Warum sich Tumorbarrieren öffnen

31.05.2016 - Deutschland

Eine Forschergruppe unter Federführung der Klinik und Poliklinik für Chirurgie des Universitätsklinikums Regensburg (UKR) identifizierte erstmals eine Ursache, warum Dickdarmkarzinome für Bakterien durchlässig werden – ein schlechtes Prognosekriterium für betroffene Patienten. Die Studienergebnisse versprechen daher besondere Relevanz für die künftige klinische Anwendung.

UKR

Tumorgewebe, in dem IRAK-M nachgewiesen werden kann, weist eine Durchlässigkeit für Bakterien auf (links).

Etwa 40.000 Menschen erkranken in Deutschland jährlich neu an Dickdarmkrebs, der häufigsten Form von Darmkrebs. Das sogenannte Kolonkarzinom geht in den meisten Fällen aus Darmpolypen, Zellwucherungen der Dickdarmschleimhaut, hervor.

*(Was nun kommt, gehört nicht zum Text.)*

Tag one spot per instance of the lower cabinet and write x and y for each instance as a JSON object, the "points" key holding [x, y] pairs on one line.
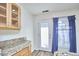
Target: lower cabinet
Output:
{"points": [[24, 52]]}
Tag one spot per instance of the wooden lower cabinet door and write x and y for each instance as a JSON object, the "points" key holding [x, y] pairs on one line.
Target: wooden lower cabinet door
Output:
{"points": [[23, 52]]}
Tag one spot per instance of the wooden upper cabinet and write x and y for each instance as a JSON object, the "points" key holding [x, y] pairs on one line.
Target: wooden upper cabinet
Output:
{"points": [[9, 16]]}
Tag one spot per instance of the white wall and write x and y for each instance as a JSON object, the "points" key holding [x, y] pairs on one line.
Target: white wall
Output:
{"points": [[26, 27], [59, 14]]}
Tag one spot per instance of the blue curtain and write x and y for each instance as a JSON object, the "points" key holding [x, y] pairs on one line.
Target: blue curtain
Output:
{"points": [[55, 35], [72, 33]]}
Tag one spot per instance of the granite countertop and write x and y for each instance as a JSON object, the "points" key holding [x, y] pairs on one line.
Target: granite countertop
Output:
{"points": [[10, 47]]}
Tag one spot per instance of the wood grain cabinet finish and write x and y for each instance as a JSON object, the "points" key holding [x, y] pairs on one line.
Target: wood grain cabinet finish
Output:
{"points": [[24, 52], [9, 16]]}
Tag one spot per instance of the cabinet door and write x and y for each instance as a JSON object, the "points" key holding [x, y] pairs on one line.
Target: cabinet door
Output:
{"points": [[3, 15], [15, 16]]}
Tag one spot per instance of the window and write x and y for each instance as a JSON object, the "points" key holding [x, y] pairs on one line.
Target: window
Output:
{"points": [[63, 34], [44, 35]]}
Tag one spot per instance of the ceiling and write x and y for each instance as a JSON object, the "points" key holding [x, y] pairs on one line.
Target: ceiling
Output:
{"points": [[37, 8]]}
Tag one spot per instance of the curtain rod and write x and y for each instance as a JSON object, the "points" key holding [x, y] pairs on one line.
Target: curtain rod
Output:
{"points": [[63, 16]]}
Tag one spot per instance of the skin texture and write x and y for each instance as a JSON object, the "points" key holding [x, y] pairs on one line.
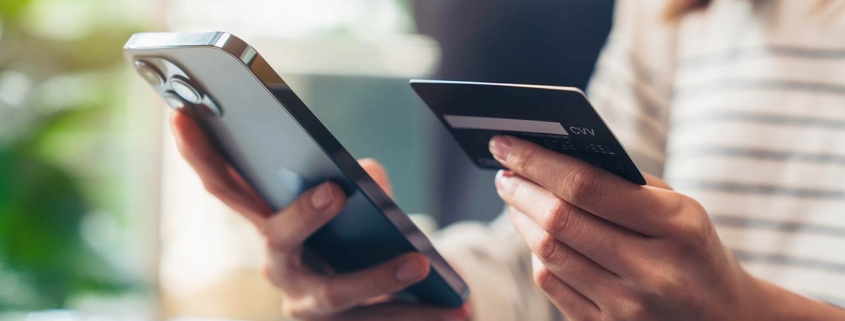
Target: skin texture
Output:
{"points": [[607, 249], [363, 295]]}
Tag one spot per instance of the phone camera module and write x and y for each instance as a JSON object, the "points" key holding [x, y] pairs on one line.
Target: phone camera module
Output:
{"points": [[186, 90], [175, 101], [149, 72]]}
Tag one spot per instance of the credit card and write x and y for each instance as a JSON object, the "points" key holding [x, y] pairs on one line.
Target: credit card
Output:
{"points": [[560, 119]]}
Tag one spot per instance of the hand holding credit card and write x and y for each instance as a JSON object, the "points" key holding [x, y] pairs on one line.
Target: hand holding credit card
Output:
{"points": [[560, 119]]}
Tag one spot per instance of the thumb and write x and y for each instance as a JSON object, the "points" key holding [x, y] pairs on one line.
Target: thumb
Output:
{"points": [[654, 181], [378, 173]]}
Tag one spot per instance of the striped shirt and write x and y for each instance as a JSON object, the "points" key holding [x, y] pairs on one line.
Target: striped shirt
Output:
{"points": [[742, 107]]}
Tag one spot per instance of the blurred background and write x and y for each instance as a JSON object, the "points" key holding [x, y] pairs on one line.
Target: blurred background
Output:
{"points": [[101, 220]]}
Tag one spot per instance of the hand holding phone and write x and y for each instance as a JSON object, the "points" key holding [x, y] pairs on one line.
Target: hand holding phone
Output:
{"points": [[335, 246], [306, 294]]}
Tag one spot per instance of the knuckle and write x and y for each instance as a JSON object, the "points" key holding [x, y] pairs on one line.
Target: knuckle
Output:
{"points": [[522, 158], [556, 216], [584, 185], [546, 247], [692, 227], [545, 279], [331, 298], [276, 242], [632, 310]]}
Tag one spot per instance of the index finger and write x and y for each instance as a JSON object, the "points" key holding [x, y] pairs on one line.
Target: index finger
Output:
{"points": [[639, 208]]}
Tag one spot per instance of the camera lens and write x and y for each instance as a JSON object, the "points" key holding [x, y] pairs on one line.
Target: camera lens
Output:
{"points": [[185, 90], [175, 102], [149, 72]]}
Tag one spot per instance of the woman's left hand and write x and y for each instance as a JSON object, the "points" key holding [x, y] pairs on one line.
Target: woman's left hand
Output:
{"points": [[608, 249]]}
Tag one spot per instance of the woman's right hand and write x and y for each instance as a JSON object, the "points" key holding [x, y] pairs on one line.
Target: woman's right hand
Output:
{"points": [[362, 295]]}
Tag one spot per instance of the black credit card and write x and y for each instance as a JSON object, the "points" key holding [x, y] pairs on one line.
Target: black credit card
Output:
{"points": [[560, 119]]}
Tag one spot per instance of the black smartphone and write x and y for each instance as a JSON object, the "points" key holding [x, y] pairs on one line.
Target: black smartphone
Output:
{"points": [[280, 147]]}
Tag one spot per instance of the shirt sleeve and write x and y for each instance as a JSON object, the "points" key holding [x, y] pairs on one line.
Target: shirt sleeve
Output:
{"points": [[496, 263]]}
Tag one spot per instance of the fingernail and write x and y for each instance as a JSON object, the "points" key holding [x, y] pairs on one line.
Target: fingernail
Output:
{"points": [[322, 197], [409, 271], [500, 147]]}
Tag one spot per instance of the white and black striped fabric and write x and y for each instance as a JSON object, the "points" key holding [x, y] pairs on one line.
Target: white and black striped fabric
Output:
{"points": [[741, 106]]}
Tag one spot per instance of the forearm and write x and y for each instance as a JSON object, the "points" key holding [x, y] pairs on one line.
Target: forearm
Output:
{"points": [[780, 304]]}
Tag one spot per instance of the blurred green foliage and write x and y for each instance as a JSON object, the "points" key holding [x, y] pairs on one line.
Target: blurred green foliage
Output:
{"points": [[60, 94]]}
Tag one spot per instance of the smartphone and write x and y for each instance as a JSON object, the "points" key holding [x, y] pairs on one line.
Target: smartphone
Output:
{"points": [[278, 145], [560, 119]]}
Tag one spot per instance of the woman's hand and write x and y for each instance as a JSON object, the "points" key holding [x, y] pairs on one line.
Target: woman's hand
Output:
{"points": [[608, 249], [363, 295]]}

Bei etwa zwei Drittel der Dickdarmkarzinome tritt das Phänomen auf, dass die Barriere zum Darmlumen und somit zu den Darmbakterien durchlässig wird. Die Ursachen hierfür können bislang nur unzureichend erklärt werden. Ein Forscherteam um Professor Dr. Stefan Fichtner-Feigl, Stellvertretender Direktor der Klinik und Poliklinik für Chirurgie des UKR, und Dr. Rebecca Kesselring, wissenschaftliche Mitarbeiterin der Klinik und Poliklinik für Chirurgie des UKR, konnte nun erstmals einen Wirkzusammenhang entdecken.

Die Ausgangshypothese, mit der die Wissenschaftler ihre Untersuchung begannen, lautete, dass IRAK-M, ein körpereigenes Kontrollmolekül des Immunsystems, eine Rolle bei der Aufrechterhaltung der Tumorbarriere spielt. Um dies zu überprüfen, untersuchte die Forschergruppe Gewebeproben von rund 600 Tumoren. Die Ergebnisse ihrer Analyse widersprachen aber der Initialhypothese. Gewebeproben von Dickdarmkarzinomen mit einem hohen IRAK-M-Gehalt, wiesen gleichzeitig eine durchlässige Tumorbarriere auf.

Durch die poröse Barriere können Darmbakterien in den Tumor einwandern. Sie lösen Entzündungsreaktionen aus, die den Tumor zum Wachstum anregen. „Als Fazit konnten wir zeigen, dass Kolonkarzinome, die durch ein Vorkommen von IRAK-M charakterisiert waren, sich durch ein geringeres Absterben von Tumorzellen und ein generell schnelleres Wachstum auszeichneten. Für die betroffenen Patienten bedeutete dies eine signifikant schlechtere Prognose“, führt Professor Fichtner-Feigl aus.

Die Erkenntnisse, die die Forscher in ihrer Untersuchung gewonnen haben, bringen die Wissenschaft ein großes Stück weiter. IRAK-M wurde als Molekül identifiziert, das mit der Instabilität der Tumorbarriere zusammenhängt. Künftig kann es daher als Marker verwendet werden. „Eine Analyse des Tumorgewebes auf IRAK-M kann in Zukunft Auskunft über die Prognose des einzelnen Patienten geben. So können Therapie und Nachkontrolle spezifisch angepasst werden“, erläutert Dr. Kesselring. Außerdem ergibt sich die Option, die Funktion von IRAK-M im Tumor zu unterbinden. So könnte die Prognose für die betroffenen Patienten verbessert werden. Hierzu schließen sich nun weitere Forschungsarbeiten an.